Beaver Valley Nuclear Power Station (Courtesy Photo)
Beaver Valley Nuclear Power Station (Courtesy Photo)

SHIPPINGPORT, Pa. (AP) – The federal Nuclear Regulatory Commission has backtracked on concerns it raised about a safety drill earlier this year meant to measure a western Pennsylvania nuclear power plant’s ability to fend off a terrorist attack.

Officials with the NRC and FirstEnergy Corp., which owns the Beaver Valley Nuclear Power Station, said the NRC has rescinded its August finding that one problem with the drill resulted in a “greater than green” level violation.

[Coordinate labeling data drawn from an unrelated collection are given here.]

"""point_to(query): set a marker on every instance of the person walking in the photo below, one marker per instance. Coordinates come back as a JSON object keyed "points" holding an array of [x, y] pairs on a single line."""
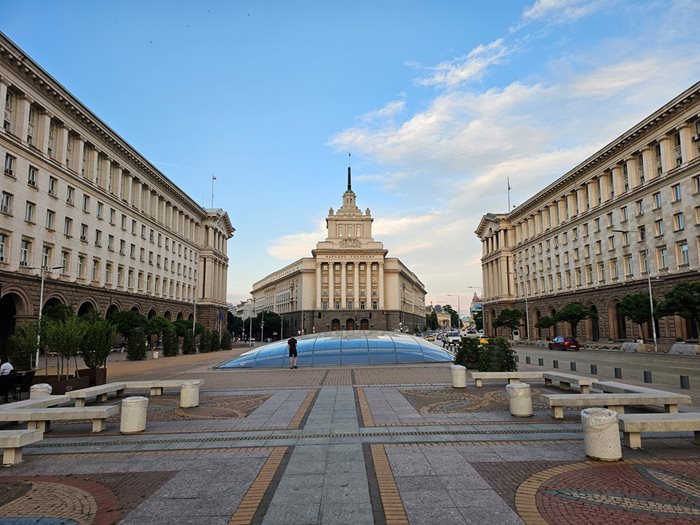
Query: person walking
{"points": [[292, 345]]}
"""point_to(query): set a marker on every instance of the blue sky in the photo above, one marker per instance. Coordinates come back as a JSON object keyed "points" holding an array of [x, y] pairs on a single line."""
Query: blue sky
{"points": [[438, 102]]}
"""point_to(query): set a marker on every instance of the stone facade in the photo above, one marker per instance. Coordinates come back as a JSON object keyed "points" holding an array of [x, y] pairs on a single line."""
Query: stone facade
{"points": [[348, 283], [103, 225], [628, 213]]}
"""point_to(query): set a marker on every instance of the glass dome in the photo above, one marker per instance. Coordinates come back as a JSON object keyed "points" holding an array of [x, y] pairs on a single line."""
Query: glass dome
{"points": [[356, 347]]}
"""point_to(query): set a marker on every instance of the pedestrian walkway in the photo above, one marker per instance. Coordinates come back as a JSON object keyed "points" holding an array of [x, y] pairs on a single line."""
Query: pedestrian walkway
{"points": [[369, 445]]}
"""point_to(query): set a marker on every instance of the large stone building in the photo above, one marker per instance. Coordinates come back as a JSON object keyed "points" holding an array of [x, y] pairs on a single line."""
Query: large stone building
{"points": [[106, 228], [348, 283], [628, 212]]}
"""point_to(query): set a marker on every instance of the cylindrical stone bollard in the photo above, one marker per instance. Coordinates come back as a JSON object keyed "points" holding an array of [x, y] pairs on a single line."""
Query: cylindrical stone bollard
{"points": [[519, 399], [189, 394], [601, 435], [459, 376], [40, 391], [133, 416]]}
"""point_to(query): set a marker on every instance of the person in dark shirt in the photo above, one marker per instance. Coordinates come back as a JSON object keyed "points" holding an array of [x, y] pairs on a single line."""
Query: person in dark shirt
{"points": [[292, 345]]}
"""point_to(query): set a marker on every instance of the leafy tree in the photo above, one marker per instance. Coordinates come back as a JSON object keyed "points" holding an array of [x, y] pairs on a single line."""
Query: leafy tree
{"points": [[508, 319], [97, 342], [23, 346], [136, 345], [170, 342], [573, 313], [226, 340], [636, 308], [188, 344], [683, 300]]}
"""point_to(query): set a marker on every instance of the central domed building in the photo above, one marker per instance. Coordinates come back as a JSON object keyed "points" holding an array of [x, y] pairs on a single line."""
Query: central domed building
{"points": [[349, 283]]}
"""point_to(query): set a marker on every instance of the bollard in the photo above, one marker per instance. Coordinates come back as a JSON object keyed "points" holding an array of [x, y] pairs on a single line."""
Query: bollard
{"points": [[685, 382], [133, 416], [601, 435], [519, 399], [189, 394], [459, 376], [40, 391]]}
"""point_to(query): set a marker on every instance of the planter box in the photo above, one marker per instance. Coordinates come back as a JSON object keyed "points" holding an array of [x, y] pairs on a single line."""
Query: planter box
{"points": [[61, 386]]}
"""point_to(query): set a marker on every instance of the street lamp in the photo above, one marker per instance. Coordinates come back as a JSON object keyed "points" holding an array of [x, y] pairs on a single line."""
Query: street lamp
{"points": [[643, 237], [42, 270]]}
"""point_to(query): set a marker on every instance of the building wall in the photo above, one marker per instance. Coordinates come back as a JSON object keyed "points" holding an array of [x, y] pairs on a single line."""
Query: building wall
{"points": [[629, 211], [78, 201]]}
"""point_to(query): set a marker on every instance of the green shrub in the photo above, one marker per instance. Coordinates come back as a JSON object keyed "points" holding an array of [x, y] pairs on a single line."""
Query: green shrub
{"points": [[170, 343], [188, 344], [136, 345]]}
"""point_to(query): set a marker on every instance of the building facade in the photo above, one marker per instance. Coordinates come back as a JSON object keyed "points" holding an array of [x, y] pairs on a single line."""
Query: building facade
{"points": [[349, 282], [80, 207], [627, 215]]}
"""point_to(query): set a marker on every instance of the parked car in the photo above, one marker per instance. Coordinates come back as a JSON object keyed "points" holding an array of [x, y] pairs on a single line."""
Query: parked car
{"points": [[564, 343]]}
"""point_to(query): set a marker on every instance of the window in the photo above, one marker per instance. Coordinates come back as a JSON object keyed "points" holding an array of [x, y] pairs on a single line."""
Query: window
{"points": [[682, 255], [6, 203], [32, 176], [659, 227], [676, 193], [29, 211], [678, 222], [10, 165], [50, 217], [25, 251], [53, 186]]}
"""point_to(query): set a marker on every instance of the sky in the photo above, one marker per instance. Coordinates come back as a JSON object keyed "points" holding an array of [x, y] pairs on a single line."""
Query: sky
{"points": [[439, 103]]}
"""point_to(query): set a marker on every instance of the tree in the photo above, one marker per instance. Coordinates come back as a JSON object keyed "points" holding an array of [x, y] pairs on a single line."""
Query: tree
{"points": [[636, 308], [683, 300], [508, 319], [573, 313], [97, 342]]}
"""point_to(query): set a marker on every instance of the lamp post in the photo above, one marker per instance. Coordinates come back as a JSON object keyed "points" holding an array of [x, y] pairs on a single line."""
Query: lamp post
{"points": [[643, 237]]}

The color-coded scale has four levels of violations, with green being the least serious. Had the NRC finalized its finding of a “greater than green” violation, the plant 30 miles northwest of Pittsburgh would have been the subject of increased federal oversight.

Instead, NRC spokesman Neil Sheehan said the regulatory agency’s concerns were answered at a closed-door meeting with the company in September, prompting the NRC to since announce that no security-related “incident” had occurred stemming from the mock attack, known as a “force-on-force” drill.

“We felt the issue related to the way the drill was conducted or controlled rather than a true deficiency in our protective strategy,” FirstEnergy spokeswoman Jennifer Young said. “Additional inspections, which will include a force-on-force component, will confirm that these types of controller issues have been corrected.”

Sheehan said NRC inspectors initially believed a “greater than green” incident had occurred during the April drill. Nuclear plants are required to conduct such drills every three years since the Sept. 11, 2011, terror attacks.

When the NRC issues such a finding, the agency gives the plant a chance to respond and one of three things can happen: the finding can be confirmed, downgraded, or determined to not be a finding. Though the third outcome rarely occurs, it did in this case, Sheehan said.

Sheehan said the NRC wants “to make sure we get it right, and as part of that process, the company has an opportunity to make its case. More often than not, they don’t prevail when they make their case. In this case, they persuaded us there was additional information we needed to consider and we are not going to issue a ‘greater than green’ finding.”

The NRC doesn’t divulge details of security findings, or even the exact grade of the incident – with red being the most serious – to safeguard any information from would-be attackers.